BM25 Index¶
semlix now includes a high-performance BM25-based index implementation that provides 10-100x faster search compared to traditional FileStorage, while maintaining full compatibility with the existing Index API.
Overview¶
The BM25 module provides a complete alternative to FileStorage using the bm25s library for ultra-fast lexical search. It implements the full semlix Index protocol, making it a drop-in replacement with significant performance improvements.
Key Benefits:
10-100x faster search: 1000+ queries/second sustained performance
Lower memory usage: 3x less memory than FileStorage
Full compatibility: Implements complete Index protocol
Advanced features: Phrase queries, faceting, sorting, field caching
Easy migration: Automated tools for upgrading from FileStorage
Quick Start¶
Creating a BM25 Index¶
Basic index creation:
from semlix.bm25 import create_bm25_index
from semlix.fields import Schema, TEXT, ID, KEYWORD
from semlix.analysis import StandardAnalyzer
schema = Schema(
id=ID(stored=True),
title=TEXT(stored=True, analyzer=StandardAnalyzer()),
content=TEXT(stored=True, analyzer=StandardAnalyzer()),
category=KEYWORD(stored=True)
)
ix = create_bm25_index("my_bm25_index", schema)
Indexing Documents¶
Use the standard writer interface:
with ix.writer() as writer:
writer.add_document(
id="1",
title="Introduction to Python",
content="Python is a high-level programming language...",
category="tutorial"
)
writer.add_document(
id="2",
title="Advanced Python Techniques",
content="Learn decorators, generators, and metaclasses...",
category="advanced"
)
Searching¶
Use the standard searcher interface:
from semlix.qparser import QueryParser
with ix.searcher() as searcher:
qp = QueryParser("content", ix.schema)
query = qp.parse("python programming")
results = searcher.search(query, limit=10)
for hit in results:
print(f"{hit['title']}: {hit.score:.3f}")
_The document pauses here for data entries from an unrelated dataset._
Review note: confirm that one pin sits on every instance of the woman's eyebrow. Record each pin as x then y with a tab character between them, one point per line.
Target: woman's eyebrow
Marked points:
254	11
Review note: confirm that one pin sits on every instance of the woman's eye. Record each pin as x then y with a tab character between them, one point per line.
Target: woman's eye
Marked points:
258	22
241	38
Opening an Existing Index¶
from semlix.bm25 import open_bm25_index
ix = open_bm25_index("my_bm25_index")
Components¶
BM25Index¶
The main index class that implements the complete semlix Index protocol.
Key Methods:
writer(**kwargs): Returns a BM25Writer for indexingsearcher(**kwargs): Returns a BM25Searcher for searchingreader(**kwargs): Returns a BM25Reader for document accessoptimize(): Rebuilds index for optimal performancedoc_count(): Returns number of indexed documentsclose(): Closes the index and frees resources
Properties:
schema: The index schemaindex_dir: Directory containing index files
BM25Writer¶
Handles document indexing operations:
with ix.writer() as writer:
# Add new document
writer.add_document(id="1", content="Document text")
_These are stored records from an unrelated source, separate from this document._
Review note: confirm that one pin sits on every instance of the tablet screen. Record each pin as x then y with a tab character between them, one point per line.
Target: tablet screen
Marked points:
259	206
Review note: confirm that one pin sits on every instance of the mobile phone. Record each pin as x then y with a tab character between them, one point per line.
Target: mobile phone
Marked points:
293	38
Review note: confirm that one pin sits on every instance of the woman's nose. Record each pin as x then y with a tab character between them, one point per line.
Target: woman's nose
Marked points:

# Update existing document
writer.update_document(id="1", content="Updated text")
# Delete document
writer.delete_document(id="1")
# Delete by query
from semlix.qparser import QueryParser
qp = QueryParser("content", ix.schema)
query = qp.parse("obsolete")
writer.delete_by_query(query)
The writer supports context managers for automatic commit/rollback.
BM25Reader¶
Provides read access to indexed documents:
with ix.reader() as reader:
# Get document count
count = reader.doc_count()
# Get stored fields by document number
fields = reader.stored_fields(0)
# Get document number by ID
docnum = reader.document_number(id="1")
# Iterate all documents
for doc in reader.iter_docs():
print(doc)
BM25Searcher¶
Executes searches and retrieves results:
with ix.searcher() as searcher:
# Basic search
results = searcher.search(query, limit=10)
# Paginated search
results = searcher.search_page(query, pagenum=2, pagelen=10)
# Get stored fields
fields = searcher.stored_fields(docnum)
# Find document by ID
docnum = searcher.document_number(id="1")
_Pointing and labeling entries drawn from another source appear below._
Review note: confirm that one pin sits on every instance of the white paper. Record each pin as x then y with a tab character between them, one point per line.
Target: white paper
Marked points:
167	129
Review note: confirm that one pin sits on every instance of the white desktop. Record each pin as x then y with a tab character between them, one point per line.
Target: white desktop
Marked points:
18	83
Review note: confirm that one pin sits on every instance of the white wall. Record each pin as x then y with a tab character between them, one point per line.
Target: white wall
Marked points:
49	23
The searcher is fully compatible with QueryParser and HybridSearcher.
Advanced Features¶
Phrase Queries¶
Search for exact phrases with optional word distance (slop):
from semlix.bm25 import PhraseQuery
# Exact phrase
phrase_query = PhraseQuery(
field="content",
words=["machine", "learning"],
slop=0
)
results = phrase_query.search(ix, limit=10)
# With slop (allows words in between)
phrase_query = PhraseQuery(
field="content",
words=["machine", "learning"],
slop=2 # Allows up to 2 words between
)
Faceting¶
Compute aggregations over search results:
from semlix.bm25 import Facets
facets = Facets(ix)
with ix.searcher() as searcher:
results = searcher.search(query, limit=100)
# Count by category
category_counts = facets.count_by_field(results, "category")
# {"tutorial": 45, "advanced": 32, "reference": 23}
# Numeric range facets
ranges = [(0, 100), (100, 500), (500, 1000)]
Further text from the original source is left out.